Each team partaking in the Cybathlon is composed, as well as the « pilot » (the disabled person), of scientists and technicians: this get-together, as underlined by Riener, is also a competition that involves research laboratories and commercial companies. Speaking of which, two prizes will be handed out for each trial: one medal for the pilot and one cup for the laboratory or company that made the device. In the end, the disabled person could end up being the simple pretext for the true confrontation between the scientific and technical teams,. They would end up being simple links in the chain of various machines in competition.
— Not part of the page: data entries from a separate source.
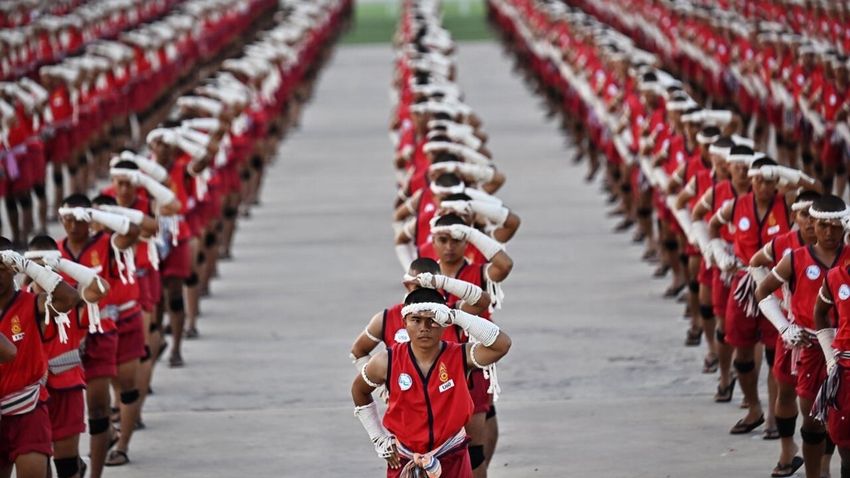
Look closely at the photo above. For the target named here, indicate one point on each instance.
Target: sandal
(710, 365)
(742, 427)
(724, 394)
(787, 469)
(693, 338)
(117, 458)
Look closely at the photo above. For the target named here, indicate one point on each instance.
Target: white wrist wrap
(116, 222)
(772, 311)
(465, 291)
(825, 339)
(481, 330)
(495, 213)
(134, 215)
(488, 246)
(158, 191)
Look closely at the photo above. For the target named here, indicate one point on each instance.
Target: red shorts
(150, 289)
(100, 354)
(837, 420)
(67, 410)
(719, 294)
(705, 276)
(454, 465)
(478, 386)
(27, 433)
(811, 372)
(178, 263)
(743, 331)
(783, 364)
(131, 339)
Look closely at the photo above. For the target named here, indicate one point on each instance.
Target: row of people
(33, 37)
(142, 249)
(87, 105)
(450, 235)
(732, 222)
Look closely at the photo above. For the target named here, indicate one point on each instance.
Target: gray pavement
(597, 384)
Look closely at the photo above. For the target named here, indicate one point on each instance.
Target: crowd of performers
(721, 132)
(433, 354)
(157, 120)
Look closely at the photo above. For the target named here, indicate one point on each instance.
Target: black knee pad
(257, 163)
(129, 397)
(744, 367)
(98, 425)
(176, 304)
(476, 455)
(808, 158)
(25, 201)
(786, 425)
(67, 467)
(192, 280)
(769, 356)
(812, 438)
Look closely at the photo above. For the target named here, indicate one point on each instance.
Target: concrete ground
(598, 382)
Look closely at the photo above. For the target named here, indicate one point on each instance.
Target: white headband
(424, 307)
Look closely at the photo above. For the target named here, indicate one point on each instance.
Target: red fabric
(22, 434)
(449, 403)
(67, 413)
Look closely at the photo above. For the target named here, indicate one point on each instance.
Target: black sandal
(724, 394)
(742, 427)
(117, 458)
(787, 469)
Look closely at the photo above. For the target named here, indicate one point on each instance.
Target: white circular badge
(401, 336)
(405, 381)
(813, 272)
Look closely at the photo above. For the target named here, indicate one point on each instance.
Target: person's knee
(476, 455)
(67, 467)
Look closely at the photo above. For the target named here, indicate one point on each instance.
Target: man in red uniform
(100, 361)
(799, 368)
(757, 217)
(428, 404)
(25, 435)
(66, 380)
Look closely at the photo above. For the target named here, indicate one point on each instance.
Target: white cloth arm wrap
(495, 213)
(158, 191)
(488, 246)
(825, 338)
(772, 311)
(465, 291)
(134, 215)
(758, 273)
(84, 276)
(44, 277)
(481, 330)
(116, 222)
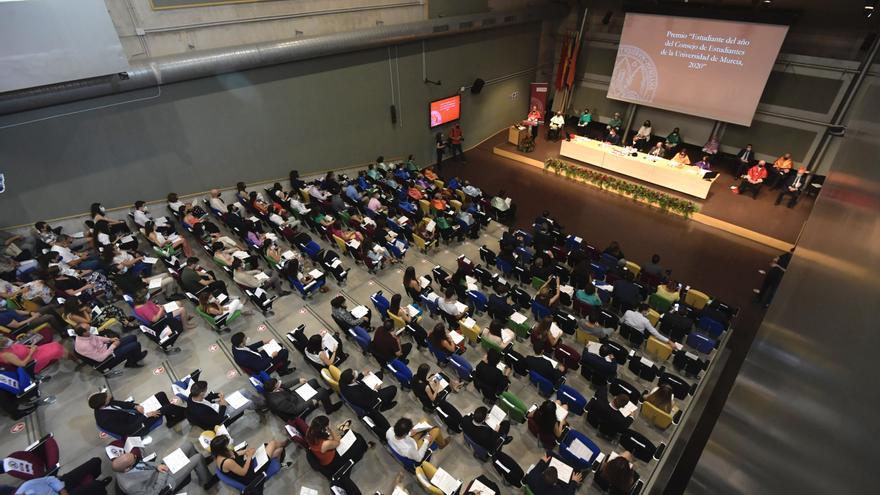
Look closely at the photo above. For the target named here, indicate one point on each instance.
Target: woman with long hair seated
(324, 440)
(240, 465)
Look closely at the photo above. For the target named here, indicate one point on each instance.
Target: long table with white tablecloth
(651, 169)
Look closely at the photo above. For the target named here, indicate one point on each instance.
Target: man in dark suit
(287, 404)
(209, 410)
(602, 364)
(474, 426)
(744, 160)
(792, 186)
(352, 389)
(127, 418)
(601, 411)
(676, 324)
(250, 356)
(488, 379)
(545, 368)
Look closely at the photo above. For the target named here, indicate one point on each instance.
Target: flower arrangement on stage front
(665, 202)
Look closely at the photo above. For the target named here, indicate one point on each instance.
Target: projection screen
(709, 68)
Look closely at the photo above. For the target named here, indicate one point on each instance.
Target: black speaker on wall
(477, 86)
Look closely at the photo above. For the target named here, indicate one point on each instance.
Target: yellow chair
(398, 321)
(658, 350)
(584, 337)
(696, 299)
(472, 334)
(340, 243)
(653, 317)
(424, 473)
(656, 417)
(633, 268)
(331, 375)
(425, 206)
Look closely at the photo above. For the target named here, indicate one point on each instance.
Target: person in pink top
(99, 349)
(14, 354)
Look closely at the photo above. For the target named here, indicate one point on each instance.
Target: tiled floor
(697, 254)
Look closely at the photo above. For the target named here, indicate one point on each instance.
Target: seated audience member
(670, 291)
(549, 429)
(250, 357)
(682, 158)
(792, 186)
(490, 380)
(544, 479)
(135, 476)
(411, 443)
(209, 410)
(591, 325)
(43, 354)
(341, 313)
(602, 364)
(643, 136)
(605, 412)
(704, 164)
(324, 440)
(618, 473)
(85, 479)
(662, 398)
(613, 137)
(353, 389)
(658, 150)
(744, 160)
(240, 466)
(474, 426)
(99, 349)
(781, 168)
(638, 320)
(386, 344)
(287, 404)
(673, 139)
(128, 418)
(753, 179)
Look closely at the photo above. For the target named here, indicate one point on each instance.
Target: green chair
(659, 304)
(513, 407)
(537, 283)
Towards an augmented humanity
Over the past years, there has been more and more discussion over human enhancement, over augmented men. Augmented by technique, of course. One understands why: the human body is a promising source of growth, the new “frontier” that the capitalist economic system needs to conquer. However, most people remain cautious. What is the best way to get their consent? The most effective is through medicine. It was explained very clearly by Geneviève Fioraso, back when she was Minister of Higher Education and Research: “You cannot contest health. When you meet opposition to various technologies and you ask someone to testify, -opposition that isn’t necessarily founded, ok? I am not speaking of opposition that can be founded on various dangers- well, you ask sick people’s organizations to testify, and everybody agrees. Because it is concrete, one sees the person testifying, one sees the immediate application [1]”. Thus, myopathic children convince people to give their consent to genetic research, even though it would mostly be used to serve various other objectives than helping sick people. One can suspect that in a similar fashion, may it be deliberate or not, the Cybathlon’s purpose it to get people used to the idea that, in the future, men will live in symbiosis with machines.
“The man worth 3 billion”
Besides, the word Cybathlon is a reminder of the word Cyborg. It was in 1960 that Manfred Clynes and Nathan Klyne came up with the term, contraction of cybergenetic organism. Space exploration was just beginning and, unfortunately, human beings were ridiculously unadapted to life conditions far from earth. From there came the idea that in order to overcome these difficulties men should be amalgamated with technical equipment giving them new capabilities. In the 1970s, an American series, the Six Million Dollar Man, presented to the public in awe the Colonel Steve Austin, who, after a serious accident had lost both legs, his right arm and his left eye, all replaced by bionic prostheses (very expensive: six million dollars). Not only did Steve not suffer from any disabilities, but even better, he was more performing than an ordinary every day man. Of course, between one’s imagination of super men to reality there is a yawning gap. And precisely: one can wonder whether an event such as the Cybathlon isn’t also a way to minimize mankind. By doing this, the organisers are preparing, in the name of disabled people’s independence thanks to technique, the absolute dependence of all to this very technique.
[1]Television channel France Inter, Programme “La tête au carré”, 27th June 2012.